As Plaintiff acknowledged, this court has previously stated that there is a "substantial amount of case law which provides that successive Rule 12(b)(6) motions may be considered where they have not been filed for the purpose of delay, where entertaining the motion would expedite the case, and where the motion would narrow the issues involved." Doe v. White, 2010 WL 323510, at *2 (C.D. Ill. Jan. 19, 2010) (internal citations omitted). Here, however, the court is not persuaded that entertaining the motion would expedite the case where the case is proceeding against several defendants and the court has already resolved two motions to dismiss. Wolf had the opportunity to make her own motion and also benefitted from the Court granting part of her co-defendants motion to dismiss that resulted in claims against her being dismissed as well. Instead, deciding this motion would delay the case further particularly since Plaintiff also requested additional time to formulate a response to the substantive arguments before the Court decides Wolf's motion to dismiss. This case has been pending for over a year and Wolf has been granted a total of seven extensions. The Court agrees that it is time for the pleadings to close and discovery to commence. Moreover, Plaintiffs represent that they would subpoena and depose Wolf even if she were no longer a defendant. Accordingly, the potential harm to Wolf is relatively minimal in these circumstances, further supporting Plaintiffs' request that the court deny this motion as untimely.

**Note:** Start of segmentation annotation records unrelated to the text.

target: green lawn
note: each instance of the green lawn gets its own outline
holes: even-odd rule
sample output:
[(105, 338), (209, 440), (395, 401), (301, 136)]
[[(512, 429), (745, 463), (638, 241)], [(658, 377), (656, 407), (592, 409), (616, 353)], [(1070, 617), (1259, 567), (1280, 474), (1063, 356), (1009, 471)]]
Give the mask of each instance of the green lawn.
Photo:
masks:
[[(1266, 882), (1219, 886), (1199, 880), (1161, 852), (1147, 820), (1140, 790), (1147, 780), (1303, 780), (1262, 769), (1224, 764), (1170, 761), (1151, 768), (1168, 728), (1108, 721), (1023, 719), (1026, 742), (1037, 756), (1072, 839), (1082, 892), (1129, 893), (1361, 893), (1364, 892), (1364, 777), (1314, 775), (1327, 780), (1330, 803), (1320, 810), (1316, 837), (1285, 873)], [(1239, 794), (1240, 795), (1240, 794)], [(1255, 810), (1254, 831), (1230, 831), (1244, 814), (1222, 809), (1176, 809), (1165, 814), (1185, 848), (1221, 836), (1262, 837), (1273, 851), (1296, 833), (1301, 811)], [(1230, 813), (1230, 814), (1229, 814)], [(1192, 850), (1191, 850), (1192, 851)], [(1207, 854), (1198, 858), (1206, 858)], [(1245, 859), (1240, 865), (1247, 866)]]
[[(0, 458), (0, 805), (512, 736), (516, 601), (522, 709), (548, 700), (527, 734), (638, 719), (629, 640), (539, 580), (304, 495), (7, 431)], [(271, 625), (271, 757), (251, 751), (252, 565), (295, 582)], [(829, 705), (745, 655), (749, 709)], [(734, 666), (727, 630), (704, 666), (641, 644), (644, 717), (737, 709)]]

Finally, as Plaintiff highlighted, the magistrate judge had previously specifically directed Defendant to file an answer. Moreover, Rule 12(a)(4)(A) of the Federal Rules of Civil Procedure dictates that responsive pleadings are due within 14 days after the court has denied a motion to dismiss. And, as explained above, Rule 12(g) seeks to prevent successive motions to dismiss and Wolf's actions have repeatedly and unnecessarily delayed this case. Accordingly, Wolf's motion is due to be denied.
CONCLUSION
For the reasons stated above, Defendant Wolf's Motion to Dismiss is DENIED without prejudice and Defendant is directed to file an answer on or before October 8, 2020. The Court is not inclined to grant any additional extensions and Defendant is cautioned that a failure to file a timely answer may result in the Plaintiffs' assertions being deemed admitted.
Entered this 24th day of September, 2020.